El chocolate, ¿invención española? La evidencia que lo respalda
A menudo se dice que el chocolate es originario de Mesoamérica, pero esa afirmación merece un matiz sustancial. La RAE define el chocolate como «pasta hecha con cacao y azúcar», una combinación que no existía en las Américas precolombinas. Los mexicas consumían xocolātl, una bebida amarga de cacao con agua y especias picantes, muy distinta de lo que hoy entendemos por chocolate. Fueron los españoles quienes, a su llegada, añadieron azúcar y canela, creando el producto que conocemos.
El argumento de la naturaleza del producto
Quienes defienden el origen español del chocolate sostienen que un producto se define por su composición, no por sus antecedentes. Del mismo modo que una cerveza sin alcohol deja de ser cerveza, una preparación de cacao sin azúcar no es chocolate según la definición moderna. Así, el chocolate nació en España en el siglo XVI, cuando los conquistadores comenzaron a endulzar la bebida indígena. Esta tesis no niega el origen mesoamericano del cacao, pero sí el del chocolate como producto final.
¿Por qué España no tiene grandes marcas chocolateras?

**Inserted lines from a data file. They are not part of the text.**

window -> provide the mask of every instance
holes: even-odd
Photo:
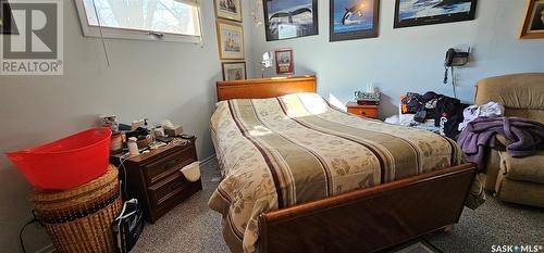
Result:
[[[198,0],[76,0],[87,37],[200,42]],[[98,16],[98,17],[97,17]]]

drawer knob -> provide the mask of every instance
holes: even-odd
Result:
[[[174,185],[170,186],[170,190],[173,191],[182,186],[183,186],[183,181],[177,181]]]

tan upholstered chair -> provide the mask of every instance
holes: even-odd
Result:
[[[475,103],[505,105],[506,116],[544,123],[544,73],[491,77],[477,85]],[[498,142],[507,144],[504,137]],[[503,201],[544,207],[544,151],[514,159],[499,146],[486,154],[485,188]]]

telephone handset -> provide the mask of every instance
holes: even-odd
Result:
[[[444,59],[444,66],[463,66],[469,62],[470,48],[467,52],[457,52],[455,49],[450,48],[446,52],[446,59]]]
[[[446,52],[446,58],[444,59],[444,84],[447,84],[448,71],[452,68],[452,87],[454,89],[454,97],[457,98],[457,92],[455,90],[455,77],[454,67],[465,66],[469,62],[470,48],[467,52],[457,52],[455,49],[450,48]]]
[[[444,59],[444,66],[452,66],[454,64],[454,54],[456,53],[455,49],[450,48],[446,52],[446,59]]]

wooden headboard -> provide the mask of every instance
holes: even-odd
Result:
[[[218,101],[268,99],[296,92],[316,92],[316,76],[218,81]]]

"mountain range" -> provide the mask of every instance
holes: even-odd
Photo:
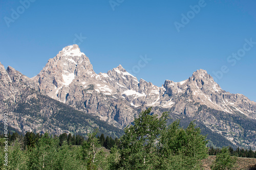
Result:
[[[86,134],[98,127],[120,136],[139,113],[152,107],[154,114],[169,112],[169,123],[180,119],[185,126],[195,120],[211,145],[256,150],[256,103],[222,89],[203,69],[158,87],[137,80],[121,65],[97,74],[73,45],[32,78],[0,63],[0,111],[8,113],[10,126],[23,133]]]

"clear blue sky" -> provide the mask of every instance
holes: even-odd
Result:
[[[87,38],[75,42],[97,73],[121,64],[160,86],[202,68],[219,72],[215,79],[224,90],[256,101],[256,43],[245,45],[245,39],[256,42],[255,1],[113,0],[112,7],[109,0],[31,1],[27,8],[19,1],[0,1],[0,61],[6,67],[33,77],[81,34]],[[238,52],[242,57],[228,57]],[[146,55],[152,60],[145,65],[140,56]]]

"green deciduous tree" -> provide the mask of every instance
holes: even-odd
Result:
[[[179,120],[166,125],[167,113],[160,117],[142,112],[120,138],[119,168],[125,169],[199,169],[207,157],[206,136],[193,122],[186,129]]]

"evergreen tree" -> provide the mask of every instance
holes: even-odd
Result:
[[[68,135],[68,139],[67,139],[68,144],[69,145],[71,144],[72,139],[72,135],[71,135],[71,133],[70,133]]]
[[[100,144],[102,147],[104,146],[104,143],[105,142],[105,137],[104,136],[104,134],[101,133],[100,137],[99,137],[99,142],[100,142]]]
[[[231,157],[228,147],[223,148],[216,156],[216,159],[211,165],[212,170],[232,169],[236,166],[237,158]]]

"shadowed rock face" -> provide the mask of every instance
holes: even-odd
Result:
[[[0,70],[1,99],[18,93],[20,88],[30,87],[120,128],[129,125],[141,110],[153,107],[155,114],[168,111],[172,115],[196,119],[234,144],[241,141],[242,134],[251,135],[248,138],[256,134],[255,129],[239,128],[239,123],[224,120],[218,113],[255,120],[256,103],[243,94],[222,90],[203,69],[183,81],[166,80],[162,87],[157,87],[143,79],[138,81],[121,65],[107,73],[97,74],[88,57],[77,45],[73,45],[49,59],[33,78],[10,66],[6,70],[1,63]],[[256,149],[256,141],[248,142],[251,143],[246,144],[247,147]]]

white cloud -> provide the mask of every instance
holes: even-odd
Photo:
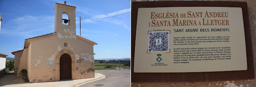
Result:
[[[54,16],[25,16],[2,24],[1,34],[30,38],[54,32]]]
[[[124,10],[118,11],[117,12],[115,12],[112,13],[109,13],[106,15],[101,14],[101,15],[95,16],[93,17],[92,17],[92,18],[105,18],[105,17],[110,17],[110,16],[112,16],[126,13],[126,12],[130,12],[130,11],[131,11],[131,8],[130,8],[129,9],[124,9]]]
[[[89,9],[88,8],[86,8],[86,9]],[[89,11],[88,11],[89,10]],[[90,12],[90,10],[84,10],[83,13],[86,13],[86,14],[88,14],[88,13],[90,13],[90,14],[93,14],[92,13]],[[90,18],[86,18],[87,19],[94,19],[94,18],[103,18],[105,17],[110,17],[114,16],[117,15],[118,14],[126,13],[129,12],[130,12],[131,9],[126,9],[124,10],[122,10],[119,11],[117,11],[116,12],[111,12],[110,13],[107,14],[100,14],[94,15],[92,16],[92,17]],[[95,12],[95,11],[94,11]],[[94,13],[94,12],[92,12]],[[95,13],[95,12],[94,12]],[[130,14],[129,13],[127,14]],[[81,17],[83,18],[82,17]],[[76,20],[77,20],[76,22],[76,23],[79,24],[79,18],[76,18]],[[103,21],[105,22],[108,22],[109,23],[111,23],[113,24],[114,24],[118,25],[119,26],[122,26],[125,29],[127,30],[130,30],[130,25],[128,25],[127,24],[129,24],[130,22],[130,18],[127,18],[124,17],[122,17],[121,15],[117,16],[116,17],[109,18],[106,18],[101,19],[93,19],[93,20],[90,20],[90,19],[82,19],[81,21],[81,23],[93,23],[93,24],[96,24],[97,23],[97,22],[99,22],[100,21]]]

El debate se desplaza entonces hacia la paradoja: si España inventó el chocolate, ¿por qué no posee multinacionales como las suizas Nestlé o las belgas Godiva? Las respuestas apuntan a factores culturales e históricos: una mentalidad comercial débil, una sociedad tradicionalmente rural y escasa cultura de marketing. Durante siglos, el chocolate se consumió en España de forma artesanal, pero nunca se industrializó masivamente. La oleada turística napoleónica (1808-1814) difundió el chocolate «a la española» por Europa, y fueron otros países quienes lo refinaron y comercializaron a gran escala.
El paralelismo con el vino
Algunos comparan esta situación con la del vino español: vinos como el fondillón de Alicante o el jerez fueron muy apreciados en cortes extranjeras (Luis XIV prefería el fondillón), pero la comercialización quedó en manos de comerciantes ingleses. La falta de iniciativa empresarial parece un lastre recurrente. Mientras, suizos y belgas, sin acceso directo al cacao, supieron convertir el chocolate en un producto de lujo global.
En resumen, la evidencia apunta a que el chocolate, en su forma actual, es una creación española. Sin embargo, la incapacidad histórica para capitalizar ese invento ha permitido que otros se lleven el crédito y el beneficio. Una ironía amarga para el país que endulzó el mundo.